Insbesondere im digitalen Marketing gibt es einige rechtliche Fallstricke, welche man umgehen sollte. Ab dem 25. Mai 2018 gelten Änderungen im Marketing aufgrund der Europäische Datenschutzgrundverordnung. Hier finden Sie die wichtigsten Eckpunkte der Europäische Datenschutzgrundverordnung und was diese für Ihre Marketing-Maßnahmen bedeuten.

  1. Warum Sie die Europäische Datenschutzgrundverordnung beachten sollten.
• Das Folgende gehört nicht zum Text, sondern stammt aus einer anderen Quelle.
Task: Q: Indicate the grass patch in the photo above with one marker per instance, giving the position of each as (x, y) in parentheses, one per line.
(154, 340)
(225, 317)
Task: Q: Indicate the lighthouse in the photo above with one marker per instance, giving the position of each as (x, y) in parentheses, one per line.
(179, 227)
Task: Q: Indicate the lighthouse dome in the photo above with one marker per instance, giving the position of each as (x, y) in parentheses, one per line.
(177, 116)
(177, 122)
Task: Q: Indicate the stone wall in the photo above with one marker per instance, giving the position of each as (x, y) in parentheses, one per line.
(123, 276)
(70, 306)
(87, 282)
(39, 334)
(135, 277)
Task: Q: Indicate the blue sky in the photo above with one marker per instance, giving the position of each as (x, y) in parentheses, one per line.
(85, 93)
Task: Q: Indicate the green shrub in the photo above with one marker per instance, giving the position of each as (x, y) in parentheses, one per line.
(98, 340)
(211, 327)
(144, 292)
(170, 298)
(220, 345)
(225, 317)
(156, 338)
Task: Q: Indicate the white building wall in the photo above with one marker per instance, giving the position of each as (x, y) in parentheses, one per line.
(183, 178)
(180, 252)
Mit der Europäische Datenschutzgrundverordnung wird das Datenschutzrecht mit Blick auf das Internet angepasst. Es ist eine der größten Veränderung in der Geschichte des digitalen Werbemarkts. Denn erstmals haben alle Beteiligten einen einheitlichen, verlässlichen rechtlichen Rahmen auf europäischer Ebene. Unternehmen, welche die Handhabung von Userdaten nicht transparent und sicher darstellen können, riskieren, dass sie entweder vom Endkunden oder vom Datenschützer direkt belangt werden. Die Strafe kann bis zu vier Prozent des Jahresumsatzes betragen.

  1. Was die Europäische Datenschutzgrundverordnung sagt.
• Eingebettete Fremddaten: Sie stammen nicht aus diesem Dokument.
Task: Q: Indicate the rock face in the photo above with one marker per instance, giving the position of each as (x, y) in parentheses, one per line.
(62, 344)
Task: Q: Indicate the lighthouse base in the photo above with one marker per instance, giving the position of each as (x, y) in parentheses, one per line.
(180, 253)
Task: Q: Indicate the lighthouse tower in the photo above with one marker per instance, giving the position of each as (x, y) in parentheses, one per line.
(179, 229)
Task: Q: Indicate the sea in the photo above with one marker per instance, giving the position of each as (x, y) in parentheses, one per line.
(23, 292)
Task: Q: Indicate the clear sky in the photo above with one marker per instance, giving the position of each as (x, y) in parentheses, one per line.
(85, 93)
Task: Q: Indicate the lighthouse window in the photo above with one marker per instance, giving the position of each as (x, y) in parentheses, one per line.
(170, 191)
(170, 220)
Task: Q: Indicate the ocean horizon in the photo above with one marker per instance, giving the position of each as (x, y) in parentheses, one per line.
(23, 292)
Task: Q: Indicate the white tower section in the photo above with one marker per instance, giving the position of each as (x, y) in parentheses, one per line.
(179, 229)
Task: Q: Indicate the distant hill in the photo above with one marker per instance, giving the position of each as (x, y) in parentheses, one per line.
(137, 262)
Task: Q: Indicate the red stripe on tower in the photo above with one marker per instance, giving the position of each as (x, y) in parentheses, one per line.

Die Europäische Datenschutzgrundverordnung beinhaltet im Kern mehr Transparenz und Kontrolle mit Blick auf den Umgang mit Nutzerdaten. Insbesondere die Weitergabe von Daten an Dritte soll transparenter gestaltet werden. Im Rahmen der Europäischen Datenschutzverordnung muss der Nutzer über die Weitergabe der Daten an Dritte informiert werden und widersprechen können. Auch sind Unternehmen nun verpflichtet, nur relevante personenbezogene Daten zu erheben und zu verarbeiten. Alle zusätzlichen Daten dürfen künftig weder verarbeitet noch archiviert werden. Ebenso wird ein Datenleck nun strenger gehandhabt, als es im Bundesdatenschutzgesetz der Fall war: Droht durch ein Datenleck ein hohes Risiko für den Verbraucher, muss die Datenschutzbehörde und die Öffentlichkeit informiert werden. Dies gilt nun auch für Daten, die eigentlich im Marketing nicht verarbeitet werden (wie Religionszugehörigkeit oder Bankdaten).

  1. Was die Europäische Datenschutzgrundverordnung für Sie als Unternehmen bedeutet.
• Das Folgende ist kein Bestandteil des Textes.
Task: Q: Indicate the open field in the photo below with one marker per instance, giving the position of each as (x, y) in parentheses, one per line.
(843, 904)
Im Gegensatz zu anderen Ländern hatten wir in Deutschland bereits einen eng ausgelegten Datenschutz, welcher nun durch die Europäische Datenschutzgrundverordnung vereinfacht und vereinheitlicht wird. Aufgrund neuer Begriffe und der gestiegenen Transparenz müssen sich Firmen trotzdem auf Neuerungen einstellen. Das Grundprinzip bleibt jedoch unverändert. Elementar für eine gute Nachvollziehbarkeit ist jedoch eine gute interne Datenhaltung und Datenverarbeitung, sinnvollerweise auf Servern, die innerhalb von Europa liegen. Ein Datenschutzbeauftragter ist hilfreich, da er langfristig dafür verantwortlich ist, dass die Datenschutzgrundverordnung eingehalten und umgesetzt wird.

Zusammengefasst: Die Europäische Datenschutzgrundverordnung bringt Veränderungen, jedoch für deutsche Unternehmen nichts komplett Neues. Sie ist eine große Veränderung im digitalen Marketing. Das Ziel der Europäischen Datenschutzgrundverordnung ist eine einheitliche, transparente Handhabung der Nutzerdaten durch die Unternehmen sowie eine Informationspflicht bei Datenlecks. Die Verordnung sollte als Anlass genommen werden, die firmeneigene Handhabung mit Nutzerdaten zu prüfen und diese bei Bedarf nachzubessern. Ein Experte in Form eines Datenschutzbeauftragten leistet gute Dienste und sichert die konforme Datenerhebung und –nutzung.